LIGO Data and Dataflow
By "dataflow" I generally mean the flow of data from the source (the LIGO sensors) to the Analysis Tool. So think of it as everything "upstream" from the Analysis Tool. In contrast, I will use "workflow" to describe the transformations of data performed within the Analysis Tool (or out on the Grid, when the Analysis Tool can do that). I don't know if this terminoligy is standard or not, but it seems useful to have two different words to make the distinction here.
- Frame Files: LIGO data are recorded at periodic intervals into "frame files" (in "IGWD frame format"). The data from a particular sensor is called a channel. A library of C routines from the Virgo collaboration, called FrameL, is available to read these files. A utility function called
FrCopy makes it easy to extract selected channels from one or more separate input streams and write these to new frame files. A separate library from Virgo, called Frv allows one to deal with vectors of frame objects. A separate collection of ROOT container classes and functions allows one to manipulate data extracted from a frame file.

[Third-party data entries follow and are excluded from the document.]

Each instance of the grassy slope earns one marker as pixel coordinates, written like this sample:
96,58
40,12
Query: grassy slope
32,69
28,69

Between the LIGO S5 and S6 runs, over the summer of 2009, the frame file format was changed from "version 6" to "version 8". The newest version of the FrameL library is required to read frame files in the newer format.
- Trends: *LIGO data can be classified as either "raw", which means they are recorded at the full sampling rate of the sensor (which varies for different sensors), or "trended". Trend data are summaries over a given time interval. LIGO generates both second-trend and minute-trend data. For student use, especially for longer analyses, we would also like to have 10-min and 1-hr trends, but Eric will have to write some code to produce these. To get the project started we are using only minute-trend data.
- Data Monitoring Tool (DMT): The Data Monitoring Tool (DMT) is a system of "monitors" (background daemon processes) which run on Sun workstations in the LIGO control rooms. DMT is also a software framework for creating these monitors. The DMT seismic monitor takes live raw data as input, filters it by bandwidth, and then displays the past 12 hours on the control room projector. In addition, it writes the bandwidth filtered data as minute-trends to frame files.
- BLRMS: Thus we can easily make use of the existing DMT seismic monitors by using the "BLRMS" output frame files, and then we don't have to write our own code to do any bandwidth filtering. These are minute-trends. We can also get the unfiltered PEM minute trends from a separate source.
- New Minute-trends every hour: New minute-trend frame files are available about every hour, though they take some time to process. DMT frames come from the DMT monitor, while the unfiltered PEM frames come from the Frame Builder. The Frame Builder gives higher priority to recording raw data than to trends. But eventually new frame files show up from both sources.
- Transfer to Caltech: frame files produced at Hanford and Livingston are transfered regularly to Caltech. The channels used by ELabs are included in frame files that also contain real GW data. We need to extract just the ELabs channels from these into new frame files.
- ELabs RDS: A script to extract channels into an I2U2 "Reduced Data Set" (RDS) runs on
terra.ligo.caltech.edu. it is essentially a wrapper to get the directory structure right and then invoke
FrCopy. During the day it's run once an hour. At night it runs once per night. This is just to test both methods. We will likely switch to running it every hour all day.
- RDS Sync: A script to copy (currently via rsync) RDS frame files from
data2 is now being put in place....
- Second-trends: The ability to deal with second-trends has just been added to the Analysis Tool, but only on the "Test" release and only for "advanced" users. Raw data frame are "almost there" but not yet fully tested or debugged.
- Longer trends: Need to write program to do 10-min and 1-hr trends. The "decimation" funtionality of the
FrCopy program is not trending and will not work for this. This is higher priority than getting "raw" data. This would be run by cron, separate from DMT, on a machine at Argonne.
- LDR: LIGO uses LDR (the Lightweight Data Replicator) to serve GW data out for analysis. It might seem reasonable to try to use LDR to make data available for running analyses on Grid nodes, but Greg Mendell suggests otherwise. There is enough overhead that just serving the data via rsync or http from Argonne with standardized URL paths should be sufficient.